World trends in publications about PT (period from 2009 to 2019 in the three databases: Web of Science, ScienceDirect, and Scopus)

Fig. 6
figure 6

Percentage distribution of PT papers classified as “execution” considering different matrices used

There are several types of PT providers: government agencies, universities, and private companies. Regardless of the origin, the discussions focus on the providers’ evaluation parameters, such as development of the PT items, stability, homogeneity, attribution of assigned values, performance evaluation, and several graphical methods for interpretation of results. From the data in Fig. 5, it can be noted that the chemical area had the most published papers, indicating the interest in developing PT in this area. The global impact can be explained by the increasing adherence of chemical testing laboratories to ISO/IEC 17025 accreditation (Fig. 1).

The European PT Information System (EPTIS) database gathers records of PT schemes regularly applied. It started in 2000 and currently there are 4,445 PT schemes registered in EPTIS by 52 collaborating countries [36]. It is possible to highlight some areas in this database, such as “Food and Drink” with 12.1 % of the total, and “Environmental (water, soil, and sludge)” with 10.6 %.

The concern with analytical results’ quality is growing, but perhaps still not enough. Monya Baker [37] pointed out a worrying trend: in a general context, the scientific community recognizes that currently there is a crisis of reproducibility of published experiments, particularly in the areas of chemistry, biology, physics, and engineering. Several factors were pointed out by the interviewed researchers as causes of this crisis, but we draw attention to these:

  1. 1.

    Poor statistical analysis of the data;

  2. 2.

    Original experiments performed with low repeatability;

  3. 3.

    Poor experimental design; and

  4. 4.

    Raw data unavailable from the original laboratory.

The adoption of the general requirements according to ISO/IEC 17025 forces the application of quality tools by testing laboratories, such as calibration, CRM application, validation of methods, and measurement uncertainty estimation, which can significantly improve the reproducibility of the published experiments. However, only interlaboratory comparisons (such as periodic participation in PT) can assess the performance of laboratories and the agreement among them [4], showing the capacity of the laboratory to reproduce its results.

Critical steps of PT planning and development

The planning to perform PT is based upon several stages, carried out in a logical sequence to achieve the specifications of each program. Among these stages, it is important initially to establish how the material will be produced. As an example, one can choose a naturally contaminated or spiked sample. Different techniques can be used to calculate the assigned value, such as by a primary method in the laboratory, two different techniques, or a consensual value between results reached from PT after adequate statistical evaluation. The homogeneity and stability must be evaluated to ensure comparability of all results. Based on the results of participants, the evaluation needs to consider issues such as the normal distribution and standard deviation of data, and graphic evaluation of results.

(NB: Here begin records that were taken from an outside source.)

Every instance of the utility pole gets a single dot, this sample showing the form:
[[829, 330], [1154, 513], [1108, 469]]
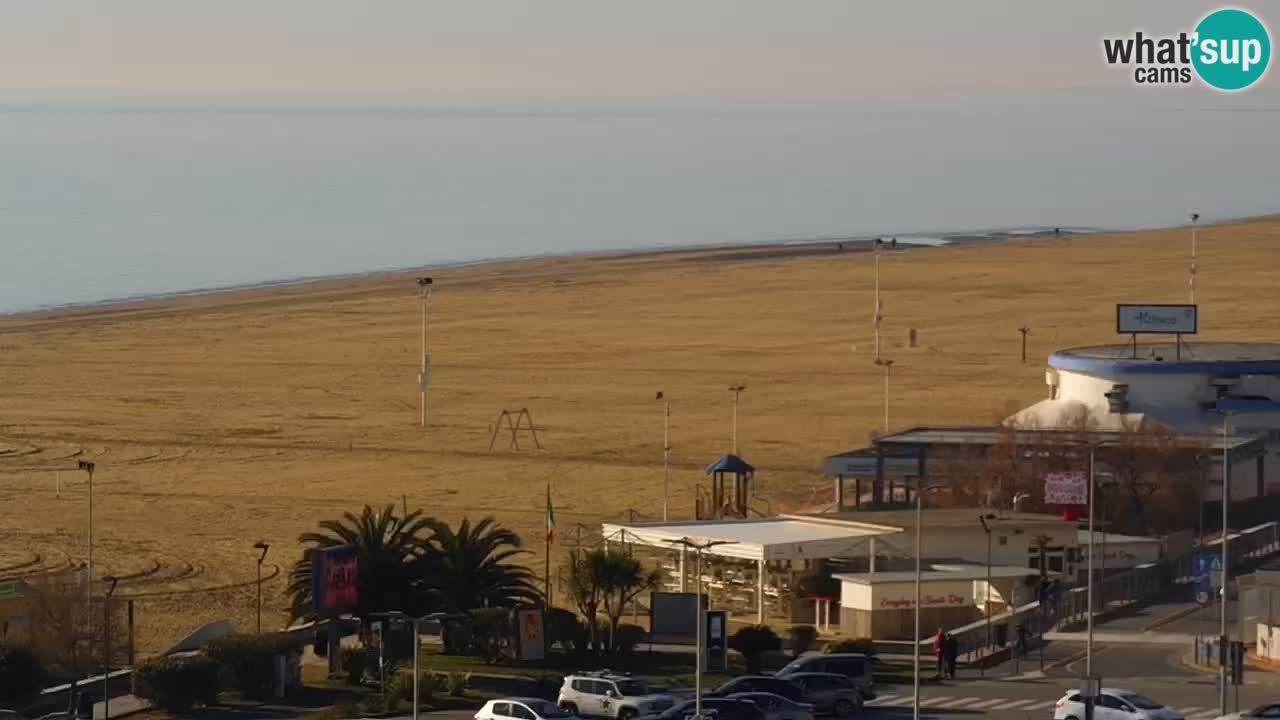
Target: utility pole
[[424, 294], [737, 391], [1193, 269]]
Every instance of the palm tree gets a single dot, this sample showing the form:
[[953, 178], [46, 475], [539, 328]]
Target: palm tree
[[393, 552], [475, 566]]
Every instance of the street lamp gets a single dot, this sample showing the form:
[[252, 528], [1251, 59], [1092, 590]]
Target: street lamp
[[264, 547], [424, 294], [106, 646], [986, 605], [406, 618], [737, 391], [887, 367], [88, 566], [666, 455], [698, 547]]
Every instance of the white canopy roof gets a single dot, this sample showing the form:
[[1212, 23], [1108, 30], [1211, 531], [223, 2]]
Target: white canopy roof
[[771, 538]]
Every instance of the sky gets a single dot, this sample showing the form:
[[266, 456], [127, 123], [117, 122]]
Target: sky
[[819, 50]]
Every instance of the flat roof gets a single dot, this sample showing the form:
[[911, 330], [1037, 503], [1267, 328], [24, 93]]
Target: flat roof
[[1166, 358], [944, 518], [938, 572], [768, 538]]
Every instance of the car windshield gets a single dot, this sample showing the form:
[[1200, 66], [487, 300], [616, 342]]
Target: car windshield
[[1141, 702], [631, 688]]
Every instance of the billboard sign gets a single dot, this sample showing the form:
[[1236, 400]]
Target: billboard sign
[[1147, 319], [533, 639], [1069, 487], [336, 579]]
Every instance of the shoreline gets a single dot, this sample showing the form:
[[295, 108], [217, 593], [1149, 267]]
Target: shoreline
[[735, 251]]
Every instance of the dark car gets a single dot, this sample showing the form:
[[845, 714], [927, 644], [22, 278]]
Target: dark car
[[759, 684], [830, 693], [722, 707]]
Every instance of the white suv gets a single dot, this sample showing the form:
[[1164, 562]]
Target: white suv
[[604, 695]]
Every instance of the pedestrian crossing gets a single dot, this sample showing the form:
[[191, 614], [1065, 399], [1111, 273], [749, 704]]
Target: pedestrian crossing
[[970, 703], [967, 702]]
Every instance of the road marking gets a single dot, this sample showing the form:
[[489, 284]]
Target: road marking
[[987, 702], [959, 702], [1013, 705]]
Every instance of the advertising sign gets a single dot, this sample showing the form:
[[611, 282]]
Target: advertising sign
[[717, 641], [1069, 487], [533, 641], [1146, 319], [336, 579]]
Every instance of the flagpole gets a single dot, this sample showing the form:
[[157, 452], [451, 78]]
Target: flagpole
[[547, 541]]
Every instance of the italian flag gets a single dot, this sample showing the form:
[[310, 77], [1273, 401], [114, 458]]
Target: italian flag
[[551, 516]]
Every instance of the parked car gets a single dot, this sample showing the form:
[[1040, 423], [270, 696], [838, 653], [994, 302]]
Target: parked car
[[1115, 703], [606, 695], [522, 709], [720, 707], [759, 684], [1270, 711], [777, 707], [830, 693], [854, 665]]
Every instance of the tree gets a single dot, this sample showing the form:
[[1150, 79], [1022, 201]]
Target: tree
[[753, 642], [393, 569], [474, 566], [621, 578]]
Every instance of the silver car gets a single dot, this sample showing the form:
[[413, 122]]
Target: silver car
[[777, 707]]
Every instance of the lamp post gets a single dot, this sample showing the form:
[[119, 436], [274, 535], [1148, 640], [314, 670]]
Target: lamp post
[[666, 455], [886, 367], [106, 646], [737, 391], [88, 565], [263, 547], [698, 547], [1193, 269], [424, 294], [986, 605], [416, 621]]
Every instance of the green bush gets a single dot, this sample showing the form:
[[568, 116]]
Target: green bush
[[864, 646], [177, 684], [753, 642], [562, 628], [627, 637], [247, 662], [801, 638], [22, 677]]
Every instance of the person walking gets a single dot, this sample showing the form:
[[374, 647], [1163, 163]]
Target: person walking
[[951, 652], [940, 643]]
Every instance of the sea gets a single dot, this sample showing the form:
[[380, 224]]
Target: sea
[[119, 200]]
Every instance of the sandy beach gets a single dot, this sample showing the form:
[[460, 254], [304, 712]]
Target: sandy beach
[[222, 419]]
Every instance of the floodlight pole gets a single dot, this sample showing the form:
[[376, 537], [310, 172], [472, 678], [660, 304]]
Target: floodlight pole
[[424, 294], [737, 391], [1226, 496], [1193, 269], [698, 547]]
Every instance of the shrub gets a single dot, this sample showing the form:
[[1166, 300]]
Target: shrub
[[864, 646], [801, 638], [178, 684], [753, 642], [627, 637], [21, 674], [562, 628], [247, 662]]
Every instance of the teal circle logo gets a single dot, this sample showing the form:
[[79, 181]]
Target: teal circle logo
[[1232, 49]]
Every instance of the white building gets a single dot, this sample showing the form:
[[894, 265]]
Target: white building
[[1187, 387]]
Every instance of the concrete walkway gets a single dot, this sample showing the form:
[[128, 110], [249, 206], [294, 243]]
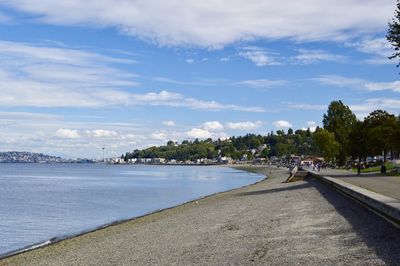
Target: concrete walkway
[[386, 185]]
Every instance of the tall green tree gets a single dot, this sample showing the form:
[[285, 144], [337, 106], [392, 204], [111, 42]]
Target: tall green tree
[[393, 34], [358, 141], [339, 120], [381, 134], [327, 143]]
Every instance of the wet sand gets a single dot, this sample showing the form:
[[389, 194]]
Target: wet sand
[[270, 222]]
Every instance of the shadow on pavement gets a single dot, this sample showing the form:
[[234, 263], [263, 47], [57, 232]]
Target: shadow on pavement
[[379, 234], [275, 190]]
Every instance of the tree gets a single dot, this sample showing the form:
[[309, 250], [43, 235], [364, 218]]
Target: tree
[[358, 141], [381, 134], [327, 143], [339, 120], [393, 34]]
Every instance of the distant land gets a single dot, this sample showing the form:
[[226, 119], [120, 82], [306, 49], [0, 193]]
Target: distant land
[[30, 157]]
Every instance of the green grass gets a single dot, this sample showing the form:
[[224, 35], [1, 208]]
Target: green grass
[[389, 166]]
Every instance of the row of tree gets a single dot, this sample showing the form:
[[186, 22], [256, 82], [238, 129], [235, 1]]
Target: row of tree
[[342, 137], [248, 146]]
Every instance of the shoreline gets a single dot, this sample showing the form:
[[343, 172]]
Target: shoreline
[[267, 223], [57, 239]]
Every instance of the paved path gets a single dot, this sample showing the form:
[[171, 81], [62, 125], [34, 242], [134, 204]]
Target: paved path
[[385, 185], [270, 223]]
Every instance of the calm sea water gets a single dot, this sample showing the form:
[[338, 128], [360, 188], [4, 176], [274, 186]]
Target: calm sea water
[[42, 201]]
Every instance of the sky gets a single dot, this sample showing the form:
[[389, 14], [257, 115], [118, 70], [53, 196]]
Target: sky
[[76, 76]]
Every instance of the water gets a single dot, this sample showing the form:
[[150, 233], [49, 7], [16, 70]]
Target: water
[[42, 201]]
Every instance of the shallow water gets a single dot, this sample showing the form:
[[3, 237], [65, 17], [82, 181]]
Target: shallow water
[[42, 201]]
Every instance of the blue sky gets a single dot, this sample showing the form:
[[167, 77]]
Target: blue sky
[[76, 76]]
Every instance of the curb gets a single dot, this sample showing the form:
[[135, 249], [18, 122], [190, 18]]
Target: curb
[[385, 206]]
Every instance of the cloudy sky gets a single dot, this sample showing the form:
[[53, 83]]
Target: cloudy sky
[[76, 76]]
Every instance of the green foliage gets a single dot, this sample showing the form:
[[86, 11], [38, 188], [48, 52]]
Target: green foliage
[[358, 141], [339, 120], [381, 132], [327, 143], [342, 136]]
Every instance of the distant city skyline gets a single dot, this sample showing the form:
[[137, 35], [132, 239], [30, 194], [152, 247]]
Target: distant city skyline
[[77, 76]]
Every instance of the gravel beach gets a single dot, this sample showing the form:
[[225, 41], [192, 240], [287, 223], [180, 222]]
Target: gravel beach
[[268, 223]]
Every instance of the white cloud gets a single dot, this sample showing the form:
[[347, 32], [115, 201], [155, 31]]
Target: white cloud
[[282, 124], [306, 106], [159, 135], [312, 56], [102, 133], [198, 133], [262, 83], [380, 86], [389, 104], [40, 76], [339, 81], [67, 133], [169, 123], [212, 126], [258, 56], [379, 49], [312, 125], [199, 22], [246, 125]]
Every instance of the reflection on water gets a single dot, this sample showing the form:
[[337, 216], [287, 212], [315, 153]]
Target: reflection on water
[[41, 201]]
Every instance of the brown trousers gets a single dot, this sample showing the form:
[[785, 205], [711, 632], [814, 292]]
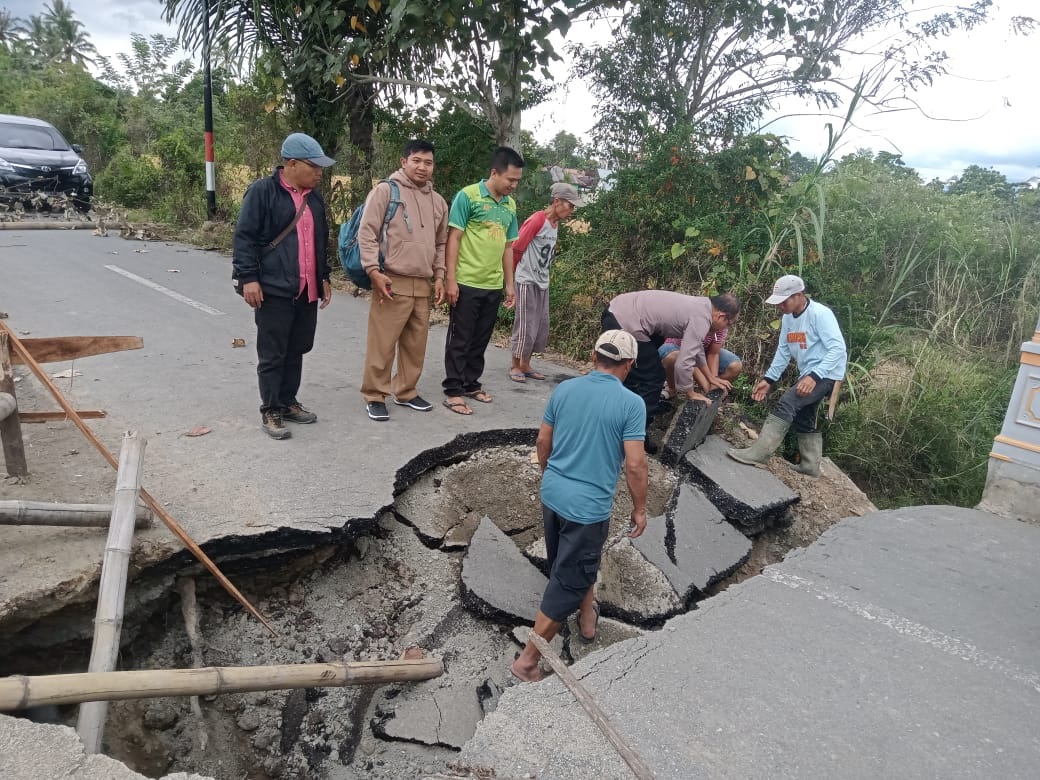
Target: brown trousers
[[397, 328]]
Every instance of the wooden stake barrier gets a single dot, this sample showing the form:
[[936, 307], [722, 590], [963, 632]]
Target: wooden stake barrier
[[19, 692], [581, 695], [167, 520], [76, 515], [10, 429], [111, 592]]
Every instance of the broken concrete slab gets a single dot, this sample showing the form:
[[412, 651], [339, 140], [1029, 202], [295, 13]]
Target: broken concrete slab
[[432, 507], [446, 718], [537, 553], [690, 427], [631, 588], [31, 751], [749, 496], [694, 546], [607, 632], [925, 616], [497, 580]]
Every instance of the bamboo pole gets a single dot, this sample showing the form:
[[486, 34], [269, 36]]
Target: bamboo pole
[[10, 427], [111, 592], [164, 516], [76, 515], [581, 695], [189, 611], [50, 225], [20, 692], [86, 414]]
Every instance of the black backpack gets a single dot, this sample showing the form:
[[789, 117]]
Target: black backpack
[[349, 252]]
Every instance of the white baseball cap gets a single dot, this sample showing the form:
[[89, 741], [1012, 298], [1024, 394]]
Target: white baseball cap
[[784, 288], [617, 345]]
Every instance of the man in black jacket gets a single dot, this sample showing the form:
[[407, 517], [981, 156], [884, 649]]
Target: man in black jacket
[[281, 269]]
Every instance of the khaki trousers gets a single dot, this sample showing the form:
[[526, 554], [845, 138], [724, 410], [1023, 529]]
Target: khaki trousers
[[397, 328]]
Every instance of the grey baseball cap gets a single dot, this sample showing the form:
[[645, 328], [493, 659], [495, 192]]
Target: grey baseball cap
[[303, 147], [564, 191], [617, 344], [784, 288]]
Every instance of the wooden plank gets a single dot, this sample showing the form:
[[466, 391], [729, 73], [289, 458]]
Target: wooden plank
[[84, 414], [10, 426], [582, 697], [19, 692], [112, 589], [160, 512], [71, 347]]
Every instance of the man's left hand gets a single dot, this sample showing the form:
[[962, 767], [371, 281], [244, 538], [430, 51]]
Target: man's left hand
[[722, 384], [639, 522]]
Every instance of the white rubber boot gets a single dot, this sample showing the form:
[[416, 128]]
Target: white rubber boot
[[811, 447], [761, 449]]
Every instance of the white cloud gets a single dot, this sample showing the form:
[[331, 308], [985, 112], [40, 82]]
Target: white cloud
[[987, 104], [985, 110], [108, 22]]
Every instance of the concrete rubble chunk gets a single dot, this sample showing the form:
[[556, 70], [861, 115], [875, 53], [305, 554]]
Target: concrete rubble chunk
[[445, 717], [690, 427], [630, 588], [31, 751], [420, 508], [607, 632], [497, 580], [520, 637], [694, 546], [537, 553], [746, 495]]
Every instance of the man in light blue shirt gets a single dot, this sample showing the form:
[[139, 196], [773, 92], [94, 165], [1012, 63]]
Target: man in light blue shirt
[[591, 424], [810, 335]]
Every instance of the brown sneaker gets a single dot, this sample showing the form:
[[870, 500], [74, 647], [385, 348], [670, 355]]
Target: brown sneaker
[[274, 426], [296, 413]]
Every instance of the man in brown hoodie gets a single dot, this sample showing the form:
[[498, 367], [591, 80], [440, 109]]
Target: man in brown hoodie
[[398, 314]]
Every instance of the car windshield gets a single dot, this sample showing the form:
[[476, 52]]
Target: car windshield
[[31, 136]]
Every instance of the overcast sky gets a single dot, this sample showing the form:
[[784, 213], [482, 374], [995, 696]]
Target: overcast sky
[[989, 103]]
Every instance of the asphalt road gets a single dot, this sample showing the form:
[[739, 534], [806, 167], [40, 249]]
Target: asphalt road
[[903, 644], [235, 481]]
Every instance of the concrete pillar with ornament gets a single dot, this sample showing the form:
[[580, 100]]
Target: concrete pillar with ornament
[[1013, 482]]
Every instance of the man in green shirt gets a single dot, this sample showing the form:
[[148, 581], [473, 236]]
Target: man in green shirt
[[482, 228]]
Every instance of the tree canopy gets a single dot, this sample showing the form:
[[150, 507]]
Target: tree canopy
[[719, 66]]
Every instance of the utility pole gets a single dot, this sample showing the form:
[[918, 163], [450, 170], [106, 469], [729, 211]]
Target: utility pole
[[208, 113]]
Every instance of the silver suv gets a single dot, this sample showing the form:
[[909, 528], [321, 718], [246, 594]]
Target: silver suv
[[35, 157]]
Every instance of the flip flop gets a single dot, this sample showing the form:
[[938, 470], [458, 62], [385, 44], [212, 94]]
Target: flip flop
[[590, 640], [458, 407]]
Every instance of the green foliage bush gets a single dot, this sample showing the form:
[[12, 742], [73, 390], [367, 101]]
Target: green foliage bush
[[129, 180], [934, 291]]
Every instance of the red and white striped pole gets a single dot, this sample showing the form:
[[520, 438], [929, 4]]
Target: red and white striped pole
[[208, 118]]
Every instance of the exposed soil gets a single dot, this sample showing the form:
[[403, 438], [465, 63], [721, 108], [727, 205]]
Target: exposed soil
[[370, 597]]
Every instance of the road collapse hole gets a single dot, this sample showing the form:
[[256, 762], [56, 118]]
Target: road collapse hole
[[365, 598]]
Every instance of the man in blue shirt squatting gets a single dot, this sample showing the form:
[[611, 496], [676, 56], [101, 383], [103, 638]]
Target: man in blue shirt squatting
[[591, 423], [809, 333], [478, 263]]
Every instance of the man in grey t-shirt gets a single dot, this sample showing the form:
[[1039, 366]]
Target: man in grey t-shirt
[[533, 255]]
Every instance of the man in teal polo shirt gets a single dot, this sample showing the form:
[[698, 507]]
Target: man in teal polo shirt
[[482, 228], [591, 424]]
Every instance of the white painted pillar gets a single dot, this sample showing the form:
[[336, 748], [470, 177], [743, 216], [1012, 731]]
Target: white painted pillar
[[1013, 482]]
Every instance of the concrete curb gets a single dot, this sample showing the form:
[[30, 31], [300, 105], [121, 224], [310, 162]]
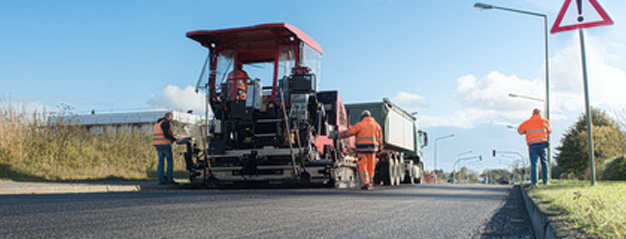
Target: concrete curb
[[21, 188], [541, 221]]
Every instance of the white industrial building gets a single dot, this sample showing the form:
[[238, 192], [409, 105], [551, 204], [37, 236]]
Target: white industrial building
[[129, 122]]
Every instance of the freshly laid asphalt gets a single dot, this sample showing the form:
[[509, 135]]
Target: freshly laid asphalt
[[407, 211]]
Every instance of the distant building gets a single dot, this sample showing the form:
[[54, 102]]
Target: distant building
[[131, 122]]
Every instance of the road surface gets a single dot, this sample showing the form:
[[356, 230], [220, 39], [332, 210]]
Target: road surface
[[408, 211]]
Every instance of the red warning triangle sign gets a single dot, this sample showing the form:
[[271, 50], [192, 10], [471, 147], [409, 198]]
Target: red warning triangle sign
[[580, 14]]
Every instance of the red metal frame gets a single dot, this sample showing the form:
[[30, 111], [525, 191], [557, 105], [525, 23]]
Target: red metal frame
[[260, 43]]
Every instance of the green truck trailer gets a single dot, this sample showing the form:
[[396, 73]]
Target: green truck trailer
[[401, 160]]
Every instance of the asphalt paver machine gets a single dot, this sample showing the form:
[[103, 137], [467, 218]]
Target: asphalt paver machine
[[269, 124]]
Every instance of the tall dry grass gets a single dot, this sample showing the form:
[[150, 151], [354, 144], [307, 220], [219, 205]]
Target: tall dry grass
[[30, 149]]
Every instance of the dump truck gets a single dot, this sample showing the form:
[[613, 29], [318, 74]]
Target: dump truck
[[270, 122], [401, 159]]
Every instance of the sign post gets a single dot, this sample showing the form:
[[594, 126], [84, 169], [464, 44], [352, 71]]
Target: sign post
[[577, 17]]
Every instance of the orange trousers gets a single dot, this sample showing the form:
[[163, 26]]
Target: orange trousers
[[367, 165]]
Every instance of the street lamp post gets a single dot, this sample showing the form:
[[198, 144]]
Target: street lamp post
[[485, 6]]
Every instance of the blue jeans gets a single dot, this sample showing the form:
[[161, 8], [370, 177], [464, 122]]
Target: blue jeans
[[165, 151], [536, 152]]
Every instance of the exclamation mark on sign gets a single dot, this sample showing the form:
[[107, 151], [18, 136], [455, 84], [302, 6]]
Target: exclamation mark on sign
[[579, 3]]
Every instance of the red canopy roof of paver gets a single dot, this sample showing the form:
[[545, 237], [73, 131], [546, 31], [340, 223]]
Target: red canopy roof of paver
[[257, 42]]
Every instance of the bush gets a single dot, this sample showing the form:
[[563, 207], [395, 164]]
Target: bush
[[32, 150], [616, 168]]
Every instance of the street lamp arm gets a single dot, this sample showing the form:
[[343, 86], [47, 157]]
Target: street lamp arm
[[520, 11]]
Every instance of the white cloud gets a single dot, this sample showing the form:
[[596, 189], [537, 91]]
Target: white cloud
[[485, 100], [409, 101], [175, 98]]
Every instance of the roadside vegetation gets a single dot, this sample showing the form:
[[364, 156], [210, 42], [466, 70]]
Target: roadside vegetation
[[598, 211], [32, 150], [609, 147]]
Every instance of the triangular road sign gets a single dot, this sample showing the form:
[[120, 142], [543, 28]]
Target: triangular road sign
[[580, 14]]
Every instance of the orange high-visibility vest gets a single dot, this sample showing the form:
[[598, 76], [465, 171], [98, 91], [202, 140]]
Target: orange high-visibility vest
[[158, 138], [240, 81], [368, 135], [536, 129]]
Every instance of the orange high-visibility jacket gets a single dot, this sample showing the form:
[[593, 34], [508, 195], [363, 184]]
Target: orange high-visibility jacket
[[158, 138], [536, 129], [240, 80], [368, 135]]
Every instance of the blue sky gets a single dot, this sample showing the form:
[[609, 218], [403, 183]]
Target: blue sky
[[452, 63]]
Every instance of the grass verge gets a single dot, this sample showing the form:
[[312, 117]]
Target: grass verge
[[599, 211], [33, 150]]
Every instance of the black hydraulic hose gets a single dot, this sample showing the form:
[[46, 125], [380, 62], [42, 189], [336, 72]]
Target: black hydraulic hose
[[293, 157]]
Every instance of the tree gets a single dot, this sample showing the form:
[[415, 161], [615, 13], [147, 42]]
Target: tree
[[616, 168], [609, 141]]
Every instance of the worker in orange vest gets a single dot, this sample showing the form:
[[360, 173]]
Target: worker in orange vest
[[368, 139], [536, 130], [239, 79], [162, 138]]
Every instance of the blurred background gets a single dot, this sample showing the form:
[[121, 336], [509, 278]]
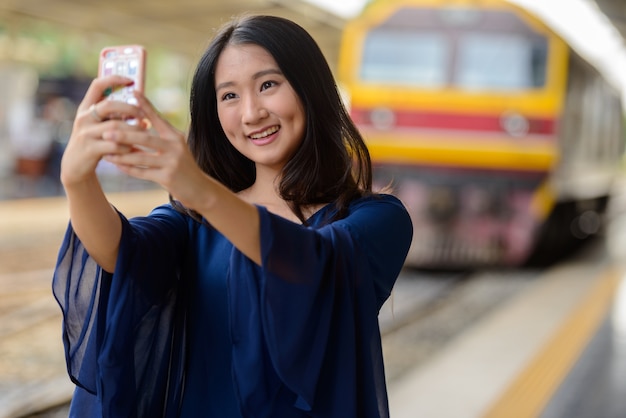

Considering ISO 13528, the provider of PT has to ensure that all PT items are stable and homogenous. However, the guide to express the uncertainty in measurements (GUM) shows that uncertainty calculation implementation is required to assure adequate stability and homogeneity. Due to lack of repeatability in measures or insufficient repetitions, some studies of homogeneity and stability fail to properly interpret the results [38]. The standards ISO/IEC 17043 and the ISO Guide 35 [39] demand uncertainty calculations linked to homogeneity, stability, and characterization to reach a standard uncertainty for PT.

During evaluation of PT, graphical methods also help interpret the testing results, enabling laboratories to implement corrective actions. [40].

The generalized need for PT programs to be accredited brought the need for variations in the evaluation of z-scores to encompass all statistics of the tested PT items. Thus, it is essential to consider other parameters, described by the ISO 13528 standard as z′-scores, Zeta-scores, D-scores, and En scores. However, in most cases z-scores are sufficient to evaluate the performance by a PT provider [41].

Considering the different statistical tools applied in different PT steps, we evaluated 23 papers published in the last two years (2018–2019), focusing on food and environmental matrices due to their importance and representativeness, as discussed above. The results are summarized in Table 1 and are discussed below.

Homogeneity

According to requirement 6.1 of ISO 13528-2015, “The PT provider shall ensure that batches of PT items are sufficiently homogeneous and stable for the PT testing scheme. The provider shall assess homogeneity and stability using criteria that ensure that inhomogeneity and instability of PT items do not adversely affect the evaluation of performance.”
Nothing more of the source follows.